HoLEP, the New Gold Standard
by Usama Nihad Rifat*
Emeritus Professor of Urology, Iraqi Board for Medical Specializations, Jordan
*Corresponding Author: Usama Nihad Rifat, Emeritus Professor of Urology, Iraqi Board for Medical Specializations, Jordan
Received Date: 04 September 2024
Accepted Date: 04 September 2024
Published Date: 7 September 2024
Citation: Rifat UN (2024) HoLEP, the New Gold Standard. J Urol Ren Dis 09: 1398. https://doi.org/10.29011/2575-7903.001398
To evaluate the efficacy and safety of Holmium Laser Enucleation of the Prostate (HoLEP) in treating benign prostatic hyperplasia (BPH) with large volume. PubMed, Embase, and Cochrane Library databases (until March 2022) were used to search related randomized controlled trials. A total of 11 studies including 1,258 patients were involved. HoLEP could significantly decrease the length of hospital stay and accelerate recovery. In a sub-analysis, HoLEP had better perioperative outcomes than bipolar transurethral resection of the prostate (B-TURP) and bipolar transurethral enucleation of the prostate (BPEP). The improvement in operative time and enucleation time was better in thulium laser enucleation of the prostate (ThuLEP) than HoLEP. In the follow-up period, the HoLEP decreased post-void residual urine (PVR) in short-term intervals and improved patients’ maximum flow rate (Qmax) and prostate-specific antigen (PSA) in mid- and long-term intervals. In sub-analysis, HoLEP presented significant improvements in Qmax, PSA, and quality of life (QoL) compared to B-TURP, and HoLEP could also improve Qmax than ThuLEP after 6 months of surgery. The HoLEP reduced the risk of postoperative bleeding compared with other surgeries in safety. It was confirmed, also that the advantages of HoLEP in treating BPH when the prostate size was larger than 80 mL, which indicated that HoLEP could be the best choice for the treatment of large volumes of prostate [1].

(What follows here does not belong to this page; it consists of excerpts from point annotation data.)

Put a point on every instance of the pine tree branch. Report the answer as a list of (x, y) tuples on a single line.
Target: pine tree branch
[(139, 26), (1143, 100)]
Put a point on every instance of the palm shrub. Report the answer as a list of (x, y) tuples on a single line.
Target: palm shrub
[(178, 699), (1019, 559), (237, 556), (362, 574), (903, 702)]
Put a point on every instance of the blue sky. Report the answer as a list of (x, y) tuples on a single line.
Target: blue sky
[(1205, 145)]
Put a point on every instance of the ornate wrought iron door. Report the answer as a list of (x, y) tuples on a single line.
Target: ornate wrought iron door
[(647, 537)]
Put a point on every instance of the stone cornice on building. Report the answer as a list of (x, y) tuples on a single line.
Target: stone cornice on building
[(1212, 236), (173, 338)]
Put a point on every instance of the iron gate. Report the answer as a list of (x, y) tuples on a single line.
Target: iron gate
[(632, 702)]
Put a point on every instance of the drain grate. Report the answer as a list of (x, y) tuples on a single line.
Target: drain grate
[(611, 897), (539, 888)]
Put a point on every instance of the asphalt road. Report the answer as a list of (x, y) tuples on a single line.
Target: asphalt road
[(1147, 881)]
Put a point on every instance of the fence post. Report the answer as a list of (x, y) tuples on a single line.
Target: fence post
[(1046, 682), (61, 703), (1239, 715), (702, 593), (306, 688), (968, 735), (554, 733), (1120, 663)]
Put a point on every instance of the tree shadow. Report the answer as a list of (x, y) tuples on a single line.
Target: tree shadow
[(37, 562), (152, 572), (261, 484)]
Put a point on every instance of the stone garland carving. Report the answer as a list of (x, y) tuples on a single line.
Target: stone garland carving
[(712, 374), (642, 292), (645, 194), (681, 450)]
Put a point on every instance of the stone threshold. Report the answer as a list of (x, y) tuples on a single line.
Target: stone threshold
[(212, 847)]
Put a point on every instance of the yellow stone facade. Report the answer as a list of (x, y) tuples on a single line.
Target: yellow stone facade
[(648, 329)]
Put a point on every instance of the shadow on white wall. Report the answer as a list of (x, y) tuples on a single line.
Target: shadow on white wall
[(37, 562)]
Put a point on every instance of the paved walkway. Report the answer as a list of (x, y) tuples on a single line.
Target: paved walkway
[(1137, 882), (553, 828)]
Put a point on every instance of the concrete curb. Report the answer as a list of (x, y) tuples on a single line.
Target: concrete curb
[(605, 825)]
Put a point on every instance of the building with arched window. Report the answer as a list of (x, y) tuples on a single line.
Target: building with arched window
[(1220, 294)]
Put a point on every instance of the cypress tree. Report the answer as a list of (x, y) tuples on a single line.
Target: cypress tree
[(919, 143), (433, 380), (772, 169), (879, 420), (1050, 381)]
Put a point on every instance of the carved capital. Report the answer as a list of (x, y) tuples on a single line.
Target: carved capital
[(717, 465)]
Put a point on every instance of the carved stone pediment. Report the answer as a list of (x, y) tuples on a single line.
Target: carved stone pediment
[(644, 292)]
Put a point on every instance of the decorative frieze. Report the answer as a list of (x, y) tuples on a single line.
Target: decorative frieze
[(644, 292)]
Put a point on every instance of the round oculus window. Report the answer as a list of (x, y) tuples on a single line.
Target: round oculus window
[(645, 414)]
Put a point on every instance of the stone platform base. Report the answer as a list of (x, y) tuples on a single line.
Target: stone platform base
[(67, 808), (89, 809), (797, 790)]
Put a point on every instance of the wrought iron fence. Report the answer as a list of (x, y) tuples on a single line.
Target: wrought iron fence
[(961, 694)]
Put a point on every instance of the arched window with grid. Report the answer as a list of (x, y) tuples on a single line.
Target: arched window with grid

By comparing different techniques with a standardized metric system, studies provided important insights that may assist in counseling patients. Robotic Simple Prostatectomy (RASP) performed better than HOLEP in both postoperative IPSS and Q-max. In terms of perioperative complications, both techniques showed very low complication incidence. At univariable regression analysis, the surgical approach was the only independent predictor of Trifecta achievement, which was significantly higher in the RASP group compared to the HOLEP group: 56% vs 33% respectively. Nonetheless, HOLEP represents an excellent alternative option if the Da Vinci robot is not available , or if patients are unfit for a robotic-assisted procedure [2].
A further study compared peri-operative and mid-term outcomes of patients who underwent Robot-Assisted Simple Prostatectomy (RASP) vs holmium laser enucleation of the prostate (HOLEP). RASP and HOLEP are the treatments of choice for men with symptomatic benign prostatic obstruction (BPO) and a prostate ≥80 g, achieving comparable short and mid-term efficacy. No randomized controlled studies have proved the superiority of one technique over the other.
They prospectively maintained databases of the participating institutions and they were queried for patients with a prostate volume (PV) ≥80 g, who underwent surgery for BPO between 2011 and 2021. The study population was divided into two subgroups based on surgical approach. Demographics, baseline characteristics, and 12-month outcomes were compared between groups: χ2 and Student t-tests were used for categorical and continuous variables, respectively. The Trifecta composite outcome (post-operative Q-max >15 ml/sec, International Prostate Symptom Score (IPSS) <8 and absence of complications) was used to define surgical quality and the two groups were compared accordingly. Logistic regression analyses investigated predictors of Trifecta achievement. Ninety-seven patients were included with comparable pre-operative features (all p >0.30): 43 underwent RASP, and 54 HOLEP. Median PV was 102 g (IQR 89–120) and Q-max was 7.2 ml/s (IQR 5.4–9.0). The Trifecta rate was 43% overall, higher in the RASP subgroup (56% vs 33%; p = 0.02). The endoscopic approach was its only independent predictor (OR 0.5; 95% CI 0.28–0.88; p = 0.016). Trifecta achievement, which was significantly higher in the RASP group compared to HOLEP [3].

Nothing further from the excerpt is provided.